3. Il résulte des stipulations de l'article 6 de l'accord franco-algérien du 27 décembre 1968 susvisé et des dispositions des articles L. 121-1, L.121-4, L. 313-11 et R. 313-22 du code de l'entrée et du séjour des étrangers et du droit d'asile, précitées, que la décision de délivrer un titre de séjour aux ressortissants algériens résidant habituellement en France, ou de le renouveler, est prise par l'autorité administrative après avis d'un collège de médecins du service médical de l'Office français de l'immigration et de l'intégration, émis au vu d'une part, d'un rapport médical établi par un médecin de l'Office, et, d'autre part, des informations disponibles sur les possibilités pour l'intéressé de bénéficier effectivement d'un traitement approprié dans son pays d'origine.
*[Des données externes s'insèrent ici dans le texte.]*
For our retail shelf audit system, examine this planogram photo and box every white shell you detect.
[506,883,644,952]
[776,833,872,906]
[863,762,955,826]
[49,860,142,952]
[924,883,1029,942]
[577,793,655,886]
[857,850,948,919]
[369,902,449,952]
4. Il ressort des énonciations de l'arrêté en litige que, pour refuser la délivrance d'un certificat de résidence à M. B..., la préfète de la Gironde a estimé que, si son état de santé nécessite une prise en charge médicale dont le défaut pourrait entraîner des conséquences d'une exceptionnelle gravité, l'intéressé pouvait voyager sans risque vers son pays d'origine et qu'" en tout état de cause, l'existence d'un traitement approprié dans le pays d'origine est sans incidence ". En statuant ainsi, alors que les stipulations du 7° de l'article 6 de l'accord franco-algérien imposent de vérifier si le ressortissant algérien dont l'état de santé requiert une prise en charge médicale dont le défaut pourrait entraîner des conséquences d'une exceptionnelle gravité peut effectivement bénéficier d'un traitement approprié dans son pays d'origine, la préfète de la Gironde a commis une erreur de droit.
5. Toutefois, la préfète de la Gironde s'est également fondée, pour rejeter la demande de M. B..., sur la menace que son comportement représente pour l'ordre public.
6. Les stipulations de l'accord franco-algérien ne privent pas l'autorité compétente du pouvoir qui lui appartient de refuser à un ressortissant algérien la délivrance du certificat de résidence d'un an lorsque sa présence en France constitue une menace pour l'ordre public.
7. Il ressort des pièces du dossier que M. B... a été condamné, une première fois, le 5 février 2021, à trois mois d'emprisonnement avec sursis pour des faits, commis six mois après son entrée sur le territoire, de menace de mort réitérée et dégradation ou détérioration d'un bien appartenant à autrui. Il a été à nouveau condamné, le 9 août 2021, à quatre mois d'emprisonnement pour des faits, commis un an après la précédente infraction, de violence en réunion suivie d'incapacité n'excédant pas huit jours et vol en réunion. Eu égard à la nature des faits dont il s'est rendu coupable depuis son entrée en France, et alors même que la dernière infraction a été commise plus d'un an avant l'édiction de l'arrêté en litige, la préfète de la Gironde a pu légalement estimer que le comportement de M. B... représentait une menace pour l'ordre public.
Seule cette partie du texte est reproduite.